Desafios para a inclusão do idoso no ensino superior
Enviada em 28/05/2020
Dom João com a chegada da família real ao Brasil,criou as instituições de ensino,a fim de garantir as condições básicas para uma boa habitação,entretanto,tal privilégio era restrito a um pequeno grupo de pessoas.Porquanto,tal cenário ainda é uma realidade,haja vista a seletividade no acesso às universidade,especialmente,os idosos,ao levar em consideração a vulnerabilidade desse grupo social.Com efeito,cabe aferir a negligência estatal e a desmotivação como atribuintes dessa mazela.
Primeiramente, vale ressaltar que a falta de assistência do Estado impulsiona a problemática.Ademais,com o aumento da longevidade populacional,houve um descaso estatal na criação de medidas que proporcionassem o envelhecimento saudável.Em conformidade com o INEP(Instituto Nacional de Estatística e Pesquisa),das matriculas nas faculdades no ano de 2016, apenas 0,25% eram idosos.Por conseguinte,apesar da Constituição brasileira estipular no artigo 230 direitos iguais independente da faixa etária,pode-se inferir que existem lacunas na aplicação das atribuições dos idosos na admissão ao ensino superior em comparação a outros grupos populacionais.Desse modo,faz-se necessário contornar essa conjuntura.

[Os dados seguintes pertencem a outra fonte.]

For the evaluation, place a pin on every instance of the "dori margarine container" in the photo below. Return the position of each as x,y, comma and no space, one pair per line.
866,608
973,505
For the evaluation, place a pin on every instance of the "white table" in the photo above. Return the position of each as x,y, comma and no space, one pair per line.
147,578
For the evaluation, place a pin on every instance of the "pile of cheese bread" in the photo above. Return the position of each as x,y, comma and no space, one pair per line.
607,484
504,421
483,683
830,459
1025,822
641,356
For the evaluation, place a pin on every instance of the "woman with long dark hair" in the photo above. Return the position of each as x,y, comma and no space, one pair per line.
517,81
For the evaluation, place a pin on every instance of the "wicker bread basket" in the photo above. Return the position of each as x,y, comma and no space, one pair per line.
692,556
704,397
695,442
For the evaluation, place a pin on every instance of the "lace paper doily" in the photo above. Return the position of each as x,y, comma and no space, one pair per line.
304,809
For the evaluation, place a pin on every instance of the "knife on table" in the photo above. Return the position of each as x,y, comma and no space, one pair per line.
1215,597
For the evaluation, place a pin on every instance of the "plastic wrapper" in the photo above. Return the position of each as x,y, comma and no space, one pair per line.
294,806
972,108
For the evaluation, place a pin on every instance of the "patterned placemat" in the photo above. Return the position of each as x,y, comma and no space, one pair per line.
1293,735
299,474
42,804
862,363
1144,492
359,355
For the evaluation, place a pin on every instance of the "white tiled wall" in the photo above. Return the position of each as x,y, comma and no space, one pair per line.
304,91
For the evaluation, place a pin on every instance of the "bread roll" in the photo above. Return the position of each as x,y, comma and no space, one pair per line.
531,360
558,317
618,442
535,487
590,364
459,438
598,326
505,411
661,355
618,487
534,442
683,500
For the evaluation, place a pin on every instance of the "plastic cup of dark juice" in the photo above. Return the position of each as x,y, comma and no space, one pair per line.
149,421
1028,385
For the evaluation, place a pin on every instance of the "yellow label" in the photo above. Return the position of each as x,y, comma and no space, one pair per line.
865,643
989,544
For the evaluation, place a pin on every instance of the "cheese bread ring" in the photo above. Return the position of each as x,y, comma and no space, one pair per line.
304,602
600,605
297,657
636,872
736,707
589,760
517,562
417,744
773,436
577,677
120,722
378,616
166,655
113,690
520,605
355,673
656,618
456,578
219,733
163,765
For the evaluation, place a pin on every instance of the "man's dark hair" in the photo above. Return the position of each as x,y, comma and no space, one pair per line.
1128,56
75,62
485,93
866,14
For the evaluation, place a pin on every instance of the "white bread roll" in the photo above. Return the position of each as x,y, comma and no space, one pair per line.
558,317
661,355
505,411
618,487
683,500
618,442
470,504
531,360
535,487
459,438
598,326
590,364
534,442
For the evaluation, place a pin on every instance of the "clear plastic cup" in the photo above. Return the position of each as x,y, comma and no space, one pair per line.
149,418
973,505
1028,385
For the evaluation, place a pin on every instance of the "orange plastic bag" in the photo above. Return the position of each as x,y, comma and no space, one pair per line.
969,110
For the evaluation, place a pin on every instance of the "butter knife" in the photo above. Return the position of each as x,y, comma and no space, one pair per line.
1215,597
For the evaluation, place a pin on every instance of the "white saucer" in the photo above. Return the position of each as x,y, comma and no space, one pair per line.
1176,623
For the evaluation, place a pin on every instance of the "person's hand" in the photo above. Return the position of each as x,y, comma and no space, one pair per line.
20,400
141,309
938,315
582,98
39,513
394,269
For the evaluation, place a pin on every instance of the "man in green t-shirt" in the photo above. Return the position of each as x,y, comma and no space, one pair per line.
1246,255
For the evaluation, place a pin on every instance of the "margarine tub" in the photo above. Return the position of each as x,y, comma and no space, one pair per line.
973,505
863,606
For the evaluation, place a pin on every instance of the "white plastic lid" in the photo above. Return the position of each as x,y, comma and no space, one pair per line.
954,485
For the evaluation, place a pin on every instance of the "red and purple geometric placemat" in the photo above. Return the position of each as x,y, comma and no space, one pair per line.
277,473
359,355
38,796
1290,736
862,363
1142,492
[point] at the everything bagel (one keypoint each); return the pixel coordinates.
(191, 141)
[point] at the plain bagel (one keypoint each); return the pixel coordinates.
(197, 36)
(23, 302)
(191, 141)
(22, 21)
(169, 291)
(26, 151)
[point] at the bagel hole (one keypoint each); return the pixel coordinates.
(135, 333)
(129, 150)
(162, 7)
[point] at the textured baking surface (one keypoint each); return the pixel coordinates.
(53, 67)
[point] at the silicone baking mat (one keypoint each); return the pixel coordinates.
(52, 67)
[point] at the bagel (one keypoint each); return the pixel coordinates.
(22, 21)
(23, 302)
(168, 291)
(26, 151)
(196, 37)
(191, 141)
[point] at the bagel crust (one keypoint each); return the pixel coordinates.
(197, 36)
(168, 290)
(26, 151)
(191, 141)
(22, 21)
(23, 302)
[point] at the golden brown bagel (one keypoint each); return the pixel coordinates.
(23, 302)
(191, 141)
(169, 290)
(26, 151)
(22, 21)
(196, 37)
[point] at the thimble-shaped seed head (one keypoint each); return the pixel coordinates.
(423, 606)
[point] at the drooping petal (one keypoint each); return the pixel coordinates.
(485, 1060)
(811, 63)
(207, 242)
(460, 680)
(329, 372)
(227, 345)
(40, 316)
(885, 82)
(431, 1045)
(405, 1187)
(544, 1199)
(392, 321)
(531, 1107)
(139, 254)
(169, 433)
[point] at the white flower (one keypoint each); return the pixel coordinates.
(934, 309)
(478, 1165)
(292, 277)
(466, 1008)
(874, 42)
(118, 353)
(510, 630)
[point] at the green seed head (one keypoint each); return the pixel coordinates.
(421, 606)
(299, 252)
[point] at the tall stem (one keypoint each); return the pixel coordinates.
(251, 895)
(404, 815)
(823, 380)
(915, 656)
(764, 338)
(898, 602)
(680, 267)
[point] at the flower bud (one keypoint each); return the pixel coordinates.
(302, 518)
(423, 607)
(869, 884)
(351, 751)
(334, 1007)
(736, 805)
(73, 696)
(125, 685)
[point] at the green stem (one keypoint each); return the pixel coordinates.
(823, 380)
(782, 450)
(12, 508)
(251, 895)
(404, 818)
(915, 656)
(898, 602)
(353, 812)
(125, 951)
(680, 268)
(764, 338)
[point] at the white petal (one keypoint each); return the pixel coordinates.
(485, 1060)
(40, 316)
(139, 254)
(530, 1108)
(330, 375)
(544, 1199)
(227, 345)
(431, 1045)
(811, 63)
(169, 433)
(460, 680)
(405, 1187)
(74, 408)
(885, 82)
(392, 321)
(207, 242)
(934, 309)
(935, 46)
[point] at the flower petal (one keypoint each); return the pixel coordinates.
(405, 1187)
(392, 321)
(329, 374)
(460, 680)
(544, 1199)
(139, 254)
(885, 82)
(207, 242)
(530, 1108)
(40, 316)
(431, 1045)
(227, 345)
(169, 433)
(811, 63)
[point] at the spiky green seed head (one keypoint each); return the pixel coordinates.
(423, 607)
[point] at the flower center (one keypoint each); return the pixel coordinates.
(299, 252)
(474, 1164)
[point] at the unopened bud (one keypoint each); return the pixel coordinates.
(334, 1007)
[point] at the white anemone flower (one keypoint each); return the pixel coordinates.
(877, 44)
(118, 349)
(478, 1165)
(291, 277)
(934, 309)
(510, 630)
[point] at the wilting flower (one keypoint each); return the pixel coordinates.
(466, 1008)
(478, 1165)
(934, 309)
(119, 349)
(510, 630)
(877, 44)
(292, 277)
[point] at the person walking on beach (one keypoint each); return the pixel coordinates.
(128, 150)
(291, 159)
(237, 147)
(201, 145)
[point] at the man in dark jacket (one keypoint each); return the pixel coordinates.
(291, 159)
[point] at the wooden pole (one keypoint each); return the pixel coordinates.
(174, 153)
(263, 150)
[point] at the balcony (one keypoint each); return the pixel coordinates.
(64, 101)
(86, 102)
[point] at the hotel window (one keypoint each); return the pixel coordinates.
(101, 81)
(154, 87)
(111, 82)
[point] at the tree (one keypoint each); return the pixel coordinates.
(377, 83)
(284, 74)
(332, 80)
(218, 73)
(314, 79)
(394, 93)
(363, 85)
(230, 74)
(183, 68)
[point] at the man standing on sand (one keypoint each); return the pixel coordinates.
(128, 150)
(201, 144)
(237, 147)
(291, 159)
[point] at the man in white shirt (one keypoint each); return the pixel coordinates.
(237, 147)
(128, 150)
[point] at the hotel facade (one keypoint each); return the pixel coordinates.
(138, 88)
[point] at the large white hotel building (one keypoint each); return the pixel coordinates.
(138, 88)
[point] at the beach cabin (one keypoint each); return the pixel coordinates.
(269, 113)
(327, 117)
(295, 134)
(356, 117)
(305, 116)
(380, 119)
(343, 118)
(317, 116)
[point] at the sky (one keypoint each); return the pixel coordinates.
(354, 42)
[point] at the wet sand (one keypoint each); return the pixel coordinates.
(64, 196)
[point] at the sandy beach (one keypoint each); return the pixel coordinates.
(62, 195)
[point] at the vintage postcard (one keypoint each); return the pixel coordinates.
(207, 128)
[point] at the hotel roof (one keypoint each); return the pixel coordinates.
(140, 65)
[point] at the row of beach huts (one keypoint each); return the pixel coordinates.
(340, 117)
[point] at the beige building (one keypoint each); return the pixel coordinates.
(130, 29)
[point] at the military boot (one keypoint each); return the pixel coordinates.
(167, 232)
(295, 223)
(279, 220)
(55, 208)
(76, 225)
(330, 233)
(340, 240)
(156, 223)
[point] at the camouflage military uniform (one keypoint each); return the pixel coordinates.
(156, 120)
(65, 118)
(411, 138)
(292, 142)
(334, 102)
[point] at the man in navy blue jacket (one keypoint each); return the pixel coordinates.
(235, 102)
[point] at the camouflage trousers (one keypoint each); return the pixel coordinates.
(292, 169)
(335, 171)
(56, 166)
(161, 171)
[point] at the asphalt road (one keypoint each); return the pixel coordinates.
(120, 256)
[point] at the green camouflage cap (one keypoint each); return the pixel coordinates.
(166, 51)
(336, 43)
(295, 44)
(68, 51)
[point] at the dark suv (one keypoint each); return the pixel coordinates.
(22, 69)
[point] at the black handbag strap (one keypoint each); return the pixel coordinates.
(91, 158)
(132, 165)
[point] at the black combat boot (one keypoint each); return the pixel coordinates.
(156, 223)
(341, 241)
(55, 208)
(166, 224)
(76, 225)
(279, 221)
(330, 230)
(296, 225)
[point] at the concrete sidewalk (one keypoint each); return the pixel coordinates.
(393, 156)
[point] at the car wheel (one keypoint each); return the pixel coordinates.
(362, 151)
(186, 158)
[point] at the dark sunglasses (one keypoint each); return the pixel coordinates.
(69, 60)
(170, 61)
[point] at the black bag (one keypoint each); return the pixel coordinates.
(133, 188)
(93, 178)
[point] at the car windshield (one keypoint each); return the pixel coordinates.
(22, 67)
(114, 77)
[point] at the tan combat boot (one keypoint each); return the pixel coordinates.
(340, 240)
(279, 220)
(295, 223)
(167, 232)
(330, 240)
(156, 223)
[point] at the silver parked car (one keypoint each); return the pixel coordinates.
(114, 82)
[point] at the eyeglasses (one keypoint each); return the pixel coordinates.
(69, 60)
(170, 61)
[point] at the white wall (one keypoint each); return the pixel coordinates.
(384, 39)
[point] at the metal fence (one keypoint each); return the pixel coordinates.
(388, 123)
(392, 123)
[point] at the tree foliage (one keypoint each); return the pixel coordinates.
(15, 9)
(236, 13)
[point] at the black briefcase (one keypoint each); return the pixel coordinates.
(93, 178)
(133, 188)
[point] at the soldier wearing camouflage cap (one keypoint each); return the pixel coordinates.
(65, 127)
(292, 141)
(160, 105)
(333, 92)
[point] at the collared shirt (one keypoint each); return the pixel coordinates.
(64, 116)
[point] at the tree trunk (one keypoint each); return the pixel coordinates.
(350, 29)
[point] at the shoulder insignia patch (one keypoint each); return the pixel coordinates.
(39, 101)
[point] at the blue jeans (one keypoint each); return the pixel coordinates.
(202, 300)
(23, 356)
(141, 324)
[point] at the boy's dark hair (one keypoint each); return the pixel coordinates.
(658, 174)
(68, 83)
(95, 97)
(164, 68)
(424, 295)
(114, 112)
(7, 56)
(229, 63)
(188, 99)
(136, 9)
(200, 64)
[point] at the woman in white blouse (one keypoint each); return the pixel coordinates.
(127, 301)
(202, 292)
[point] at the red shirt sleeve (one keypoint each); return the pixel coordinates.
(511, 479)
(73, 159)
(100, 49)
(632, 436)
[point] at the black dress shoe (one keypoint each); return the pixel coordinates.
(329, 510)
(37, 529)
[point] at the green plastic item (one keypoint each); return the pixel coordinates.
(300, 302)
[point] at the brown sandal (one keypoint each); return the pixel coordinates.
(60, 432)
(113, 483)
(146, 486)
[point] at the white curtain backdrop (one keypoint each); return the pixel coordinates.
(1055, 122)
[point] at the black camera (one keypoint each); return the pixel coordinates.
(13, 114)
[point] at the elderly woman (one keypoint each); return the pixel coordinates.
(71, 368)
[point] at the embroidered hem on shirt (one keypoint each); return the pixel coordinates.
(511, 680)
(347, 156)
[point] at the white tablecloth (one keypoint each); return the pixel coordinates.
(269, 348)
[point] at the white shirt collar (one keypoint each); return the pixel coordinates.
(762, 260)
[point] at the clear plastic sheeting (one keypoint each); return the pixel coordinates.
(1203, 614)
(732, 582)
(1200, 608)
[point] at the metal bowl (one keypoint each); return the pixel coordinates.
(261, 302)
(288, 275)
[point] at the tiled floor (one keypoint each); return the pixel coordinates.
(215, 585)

Outrossim,cabe analisar,ainda,a arbitrariedade no pensamento tanto do idoso,quanto da sociedade.Sob essa ótica,patologias e limitações corporais, no qual o idoso é submetido corroboram para que muitos estereótipos sejam criados.Tal fato pode ser comprovada pela representação nos veículos de comunicação de massa da velhice e da pessoa idosa como um fardo,exemplo disso são filmes como A espada era a lei,em que o personagem Coruja Arquimedes profere a frase “cuidado,cuidado sou velho e desastrado”.Seguindo essa linha de raciocínio,todas essas referências pejorativas contribuem para que o idoso sinta-se alheio diante de atividades complexas do corpo social,tal qual o ingresso nas universidades.Logo, torna-se imperioso o desenvolvimento de projetos que inteire esse contingente demográfico,acerca de sua importância para a comunidade.
Destarte,para atenuar o panorama supracitado o Ministério da Economia precisa facilitar a inserção dos idosos,por meio da criação de ações afirmativas que desenvolvam cotas,assim o público universitário não será mais tão homogêneo como no período colonial.Concomitantemente,o Ministério da Educação em parceria com a mídia deve incentivar os idosos a ingressarem no ensino superior,mediante propagandas engajadoras nas emissora de TV aberta que explanam sobre a relevância dos idosos não só para adquirir novos conhecimentos,mas para contribuir com a construção de uma nova bagagem,a partir de experiências adquiridas nos anos vividos,na tentativa de inseri-los na sociedade e desconstruir visões negativas.